Empagliflozin, a sodium-glucose cotransporter 2 inhibitor, is approved for the treatment of type 2 diabetes mellitus and heart failure. Its known ability to enhance mitochondrial adenosine triphosphate production and improve cardiac function led us to investigate whether blood adenosine triphosphate levels could serve as a predictive biomarker for treatment response. This prospective study included 120 patients from Kyrgyzstan: 49 with type 2 diabetes mellitus, 43 with heart failure, and 28 with both type 2 diabetes mellitus and heart failure.
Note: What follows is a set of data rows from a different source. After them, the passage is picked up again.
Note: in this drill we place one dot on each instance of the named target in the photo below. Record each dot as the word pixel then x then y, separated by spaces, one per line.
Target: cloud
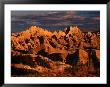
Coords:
pixel 96 18
pixel 64 16
pixel 79 17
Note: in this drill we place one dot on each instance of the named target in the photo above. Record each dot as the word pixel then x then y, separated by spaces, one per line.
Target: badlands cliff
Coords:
pixel 69 52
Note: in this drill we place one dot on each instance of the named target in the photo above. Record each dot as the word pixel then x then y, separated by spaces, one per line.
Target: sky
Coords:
pixel 55 20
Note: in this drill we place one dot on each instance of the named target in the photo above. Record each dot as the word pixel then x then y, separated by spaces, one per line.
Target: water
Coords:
pixel 55 20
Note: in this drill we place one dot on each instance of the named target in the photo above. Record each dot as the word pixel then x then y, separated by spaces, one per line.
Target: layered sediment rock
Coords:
pixel 54 52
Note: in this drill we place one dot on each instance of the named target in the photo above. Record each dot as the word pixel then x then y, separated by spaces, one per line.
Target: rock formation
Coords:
pixel 41 52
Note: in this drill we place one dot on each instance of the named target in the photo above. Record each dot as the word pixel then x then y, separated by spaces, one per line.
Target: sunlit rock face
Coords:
pixel 40 52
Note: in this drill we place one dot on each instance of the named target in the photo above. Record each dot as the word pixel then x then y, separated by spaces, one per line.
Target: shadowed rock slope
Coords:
pixel 39 52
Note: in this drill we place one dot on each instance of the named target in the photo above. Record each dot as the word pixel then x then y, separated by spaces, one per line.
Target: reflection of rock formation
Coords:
pixel 45 51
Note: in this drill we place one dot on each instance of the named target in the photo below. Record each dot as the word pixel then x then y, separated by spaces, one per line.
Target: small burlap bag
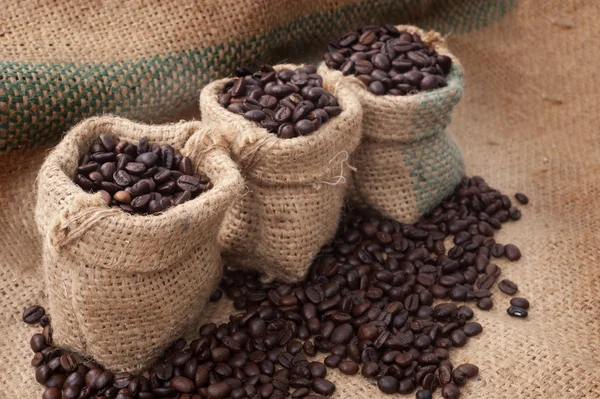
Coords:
pixel 121 287
pixel 295 186
pixel 407 162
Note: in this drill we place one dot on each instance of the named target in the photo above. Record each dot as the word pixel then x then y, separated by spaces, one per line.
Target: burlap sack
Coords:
pixel 407 162
pixel 121 287
pixel 295 186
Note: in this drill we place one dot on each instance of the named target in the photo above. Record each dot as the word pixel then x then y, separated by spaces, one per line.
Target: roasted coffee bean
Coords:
pixel 522 198
pixel 520 303
pixel 322 386
pixel 472 329
pixel 485 303
pixel 423 394
pixel 508 287
pixel 52 393
pixel 37 342
pixel 348 367
pixel 450 391
pixel 388 384
pixel 332 361
pixel 274 100
pixel 33 314
pixel 517 312
pixel 136 174
pixel 511 252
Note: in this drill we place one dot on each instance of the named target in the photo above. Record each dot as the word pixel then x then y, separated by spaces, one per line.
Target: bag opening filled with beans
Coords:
pixel 121 287
pixel 407 162
pixel 295 185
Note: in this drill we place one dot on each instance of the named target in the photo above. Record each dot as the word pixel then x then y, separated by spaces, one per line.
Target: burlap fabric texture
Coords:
pixel 407 162
pixel 527 122
pixel 63 61
pixel 295 186
pixel 121 287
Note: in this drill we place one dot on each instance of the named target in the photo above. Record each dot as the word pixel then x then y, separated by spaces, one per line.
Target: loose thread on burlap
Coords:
pixel 339 179
pixel 72 234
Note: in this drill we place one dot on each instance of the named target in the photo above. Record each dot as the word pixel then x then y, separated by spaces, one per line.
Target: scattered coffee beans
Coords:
pixel 289 103
pixel 369 303
pixel 388 61
pixel 142 179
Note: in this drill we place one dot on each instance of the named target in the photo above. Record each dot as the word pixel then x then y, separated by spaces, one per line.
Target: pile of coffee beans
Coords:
pixel 143 179
pixel 375 303
pixel 388 61
pixel 289 103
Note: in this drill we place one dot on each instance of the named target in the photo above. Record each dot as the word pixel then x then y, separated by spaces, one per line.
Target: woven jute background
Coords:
pixel 528 122
pixel 295 187
pixel 61 62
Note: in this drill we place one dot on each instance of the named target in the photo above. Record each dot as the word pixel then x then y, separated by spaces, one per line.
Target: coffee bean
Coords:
pixel 423 394
pixel 520 303
pixel 68 363
pixel 522 198
pixel 472 329
pixel 182 384
pixel 37 342
pixel 348 367
pixel 52 393
pixel 332 361
pixel 508 287
pixel 511 252
pixel 450 391
pixel 388 384
pixel 517 312
pixel 104 379
pixel 322 386
pixel 278 99
pixel 485 304
pixel 33 314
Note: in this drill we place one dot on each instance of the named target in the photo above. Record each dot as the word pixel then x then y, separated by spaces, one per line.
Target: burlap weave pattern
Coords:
pixel 406 162
pixel 121 287
pixel 296 186
pixel 63 61
pixel 527 122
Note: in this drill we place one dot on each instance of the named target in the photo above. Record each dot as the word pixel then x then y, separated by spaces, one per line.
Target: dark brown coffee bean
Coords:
pixel 342 334
pixel 512 252
pixel 52 393
pixel 520 303
pixel 68 363
pixel 508 287
pixel 332 361
pixel 472 329
pixel 33 314
pixel 37 342
pixel 522 198
pixel 182 384
pixel 517 312
pixel 485 304
pixel 104 379
pixel 322 386
pixel 450 391
pixel 218 391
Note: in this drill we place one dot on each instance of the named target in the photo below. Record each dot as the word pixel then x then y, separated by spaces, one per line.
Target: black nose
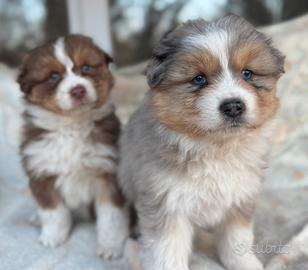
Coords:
pixel 232 107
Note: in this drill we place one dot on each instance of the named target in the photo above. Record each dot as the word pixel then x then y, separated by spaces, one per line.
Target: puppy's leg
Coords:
pixel 55 217
pixel 112 220
pixel 167 246
pixel 235 241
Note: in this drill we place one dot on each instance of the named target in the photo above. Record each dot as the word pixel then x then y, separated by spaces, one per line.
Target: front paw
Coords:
pixel 49 238
pixel 110 251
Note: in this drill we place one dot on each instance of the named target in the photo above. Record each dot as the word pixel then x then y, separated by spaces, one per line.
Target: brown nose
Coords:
pixel 78 92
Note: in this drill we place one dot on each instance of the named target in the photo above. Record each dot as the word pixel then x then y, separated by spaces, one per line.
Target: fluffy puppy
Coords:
pixel 194 153
pixel 69 149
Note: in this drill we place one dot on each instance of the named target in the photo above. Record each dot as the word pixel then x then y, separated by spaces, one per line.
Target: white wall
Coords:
pixel 91 18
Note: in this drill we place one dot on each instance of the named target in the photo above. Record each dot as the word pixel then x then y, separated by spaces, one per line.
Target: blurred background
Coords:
pixel 128 30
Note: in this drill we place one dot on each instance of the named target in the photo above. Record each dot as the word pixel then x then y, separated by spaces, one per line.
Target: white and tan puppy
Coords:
pixel 194 153
pixel 70 139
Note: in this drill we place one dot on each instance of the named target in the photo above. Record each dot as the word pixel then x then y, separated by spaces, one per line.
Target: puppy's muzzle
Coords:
pixel 232 108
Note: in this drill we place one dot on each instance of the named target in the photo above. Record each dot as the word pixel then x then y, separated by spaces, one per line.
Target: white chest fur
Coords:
pixel 217 179
pixel 78 162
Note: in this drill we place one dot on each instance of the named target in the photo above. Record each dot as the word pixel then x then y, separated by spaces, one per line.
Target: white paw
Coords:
pixel 52 239
pixel 110 252
pixel 245 262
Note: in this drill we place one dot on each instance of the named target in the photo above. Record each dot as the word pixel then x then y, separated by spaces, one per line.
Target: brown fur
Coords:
pixel 41 62
pixel 175 64
pixel 44 191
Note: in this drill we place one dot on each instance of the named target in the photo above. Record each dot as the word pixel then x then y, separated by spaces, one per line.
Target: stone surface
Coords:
pixel 283 206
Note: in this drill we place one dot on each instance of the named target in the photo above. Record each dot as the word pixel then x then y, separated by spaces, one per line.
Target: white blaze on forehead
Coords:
pixel 218 43
pixel 70 79
pixel 61 55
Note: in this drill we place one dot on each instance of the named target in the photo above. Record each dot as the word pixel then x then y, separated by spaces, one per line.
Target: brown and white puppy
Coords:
pixel 69 149
pixel 194 153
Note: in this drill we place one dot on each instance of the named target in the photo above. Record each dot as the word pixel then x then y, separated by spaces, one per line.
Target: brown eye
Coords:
pixel 86 69
pixel 54 77
pixel 247 74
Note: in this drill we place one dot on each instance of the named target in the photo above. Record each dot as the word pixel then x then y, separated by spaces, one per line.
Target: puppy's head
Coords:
pixel 66 75
pixel 217 77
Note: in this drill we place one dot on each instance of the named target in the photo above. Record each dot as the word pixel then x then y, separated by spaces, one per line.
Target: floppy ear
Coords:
pixel 22 79
pixel 160 60
pixel 169 45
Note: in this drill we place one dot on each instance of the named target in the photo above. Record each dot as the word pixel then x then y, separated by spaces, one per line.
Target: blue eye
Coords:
pixel 86 69
pixel 247 74
pixel 199 80
pixel 54 77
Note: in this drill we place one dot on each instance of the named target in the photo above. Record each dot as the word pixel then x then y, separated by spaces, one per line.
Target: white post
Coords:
pixel 91 18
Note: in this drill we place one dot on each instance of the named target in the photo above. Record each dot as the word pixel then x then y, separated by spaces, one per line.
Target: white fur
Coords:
pixel 70 80
pixel 234 248
pixel 225 172
pixel 112 230
pixel 56 225
pixel 217 43
pixel 65 152
pixel 231 174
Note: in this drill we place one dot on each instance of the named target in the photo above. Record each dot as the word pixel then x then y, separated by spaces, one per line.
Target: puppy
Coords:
pixel 69 148
pixel 194 153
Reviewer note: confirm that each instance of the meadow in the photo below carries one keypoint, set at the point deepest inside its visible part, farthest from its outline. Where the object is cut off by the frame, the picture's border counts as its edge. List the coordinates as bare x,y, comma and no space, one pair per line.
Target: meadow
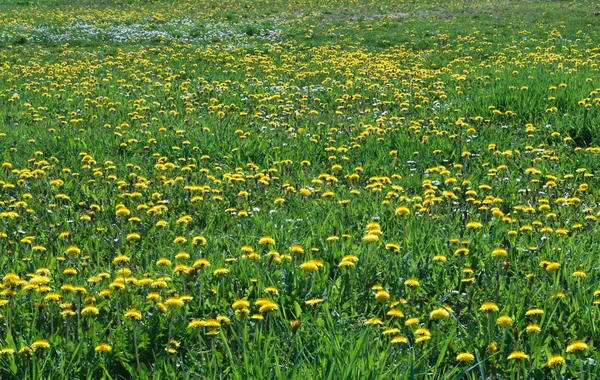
345,189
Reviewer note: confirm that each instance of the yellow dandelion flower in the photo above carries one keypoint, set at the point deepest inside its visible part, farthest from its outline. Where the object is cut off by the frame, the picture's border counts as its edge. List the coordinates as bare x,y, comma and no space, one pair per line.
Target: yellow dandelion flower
576,346
465,357
556,361
133,314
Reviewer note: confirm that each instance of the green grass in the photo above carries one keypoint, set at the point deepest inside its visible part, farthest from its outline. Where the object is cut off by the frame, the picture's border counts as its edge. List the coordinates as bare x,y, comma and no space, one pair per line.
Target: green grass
317,124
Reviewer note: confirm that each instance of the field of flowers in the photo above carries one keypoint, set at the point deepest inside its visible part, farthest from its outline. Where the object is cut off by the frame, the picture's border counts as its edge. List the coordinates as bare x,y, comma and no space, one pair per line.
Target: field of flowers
346,189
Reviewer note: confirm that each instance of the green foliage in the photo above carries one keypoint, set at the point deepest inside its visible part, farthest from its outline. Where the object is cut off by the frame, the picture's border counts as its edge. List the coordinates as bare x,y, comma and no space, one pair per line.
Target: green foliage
366,175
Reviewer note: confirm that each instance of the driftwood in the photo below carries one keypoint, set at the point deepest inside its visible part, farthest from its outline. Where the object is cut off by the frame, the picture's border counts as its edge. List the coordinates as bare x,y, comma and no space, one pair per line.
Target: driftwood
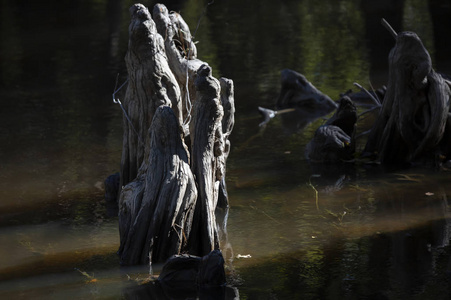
169,194
415,112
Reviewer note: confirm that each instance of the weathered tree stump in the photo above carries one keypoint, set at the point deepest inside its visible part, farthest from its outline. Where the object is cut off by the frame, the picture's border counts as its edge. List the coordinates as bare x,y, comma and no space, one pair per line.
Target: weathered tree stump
169,196
151,84
334,141
411,124
297,92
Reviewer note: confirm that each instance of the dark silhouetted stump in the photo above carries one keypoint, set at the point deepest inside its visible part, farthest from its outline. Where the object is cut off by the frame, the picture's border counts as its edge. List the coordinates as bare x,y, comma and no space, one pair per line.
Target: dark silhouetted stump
297,92
414,114
334,141
169,196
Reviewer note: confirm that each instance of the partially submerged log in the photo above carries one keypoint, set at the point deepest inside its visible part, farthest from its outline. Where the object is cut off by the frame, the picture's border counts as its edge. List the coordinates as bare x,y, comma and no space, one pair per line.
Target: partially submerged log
169,196
297,92
415,112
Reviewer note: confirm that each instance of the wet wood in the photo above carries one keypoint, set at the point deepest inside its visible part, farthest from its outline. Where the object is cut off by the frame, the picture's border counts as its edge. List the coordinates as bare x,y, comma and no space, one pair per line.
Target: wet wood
157,208
207,149
169,196
414,114
151,84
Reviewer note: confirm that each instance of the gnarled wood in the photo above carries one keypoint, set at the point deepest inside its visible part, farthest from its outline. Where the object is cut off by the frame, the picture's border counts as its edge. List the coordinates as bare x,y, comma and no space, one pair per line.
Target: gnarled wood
181,51
156,209
151,84
207,158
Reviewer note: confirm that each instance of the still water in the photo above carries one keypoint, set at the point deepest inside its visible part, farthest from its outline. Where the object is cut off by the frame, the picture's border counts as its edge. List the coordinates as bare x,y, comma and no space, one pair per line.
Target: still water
305,232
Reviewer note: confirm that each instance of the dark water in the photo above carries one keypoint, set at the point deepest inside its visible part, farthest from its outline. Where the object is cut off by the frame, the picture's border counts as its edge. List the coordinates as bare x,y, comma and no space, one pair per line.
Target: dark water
334,233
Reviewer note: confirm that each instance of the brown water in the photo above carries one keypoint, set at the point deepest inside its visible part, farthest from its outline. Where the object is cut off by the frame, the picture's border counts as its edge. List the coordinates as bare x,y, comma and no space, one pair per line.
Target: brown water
347,232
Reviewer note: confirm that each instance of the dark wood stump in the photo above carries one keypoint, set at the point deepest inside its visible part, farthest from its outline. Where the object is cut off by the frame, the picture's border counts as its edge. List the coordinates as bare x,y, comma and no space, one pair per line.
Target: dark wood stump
411,124
169,196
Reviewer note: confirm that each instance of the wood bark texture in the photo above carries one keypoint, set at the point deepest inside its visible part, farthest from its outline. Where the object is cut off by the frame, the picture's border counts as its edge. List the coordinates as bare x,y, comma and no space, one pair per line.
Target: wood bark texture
414,113
169,196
The mean age of the study population was 63.9±7.1 years, with no significant age difference between groups. Patients received oral empagliflozin at a dose of either 10 or 25 mg daily for 12 weeks. Adenosine triphosphate activity was measured in erythrocytes from whole blood samples before and after treatment. In vitro assays were also performed, incubating patient blood samples with empagliflozin at concentrations of 0.1, 1, and 10 µM. In patients with type 2 diabetes mellitus, empagliflozin significantly reduced body mass index (p=0.001), though HbA1c levels remained unchanged. Among heart failure patients, treatment resulted in a significant increase in left ventricular ejection fraction (p=0.028) and a decrease in B-type natriuretic peptide levels (p=0.01). Blood adenosine triphosphate concentrations increased significantly following empagliflozin treatment in both type 2 diabetes mellitus and heart failure groups. Proteomic analysis identified 12 differentially expressed proteins-ADIPOQ, ARG1, CST3, CPPED1, GSTO1, FN1, ITIH4, LCN2, LCP1, MIF, PCMT1, and SERPINA3-that are functionally linked to type 2 diabetes mellitus and/or heart failure pathophysiology. Our data suggest that blood adenosine triphosphate activity may serve as a potential biomarker for clinical response to empagliflozin in patients with type 2 diabetes mellitus and heart failure. Further studies are warranted to validate these exploratory findings and to evaluate the sensitivity, specificity, and predictive value of blood adenosine triphosphate as a biomarker in these populations.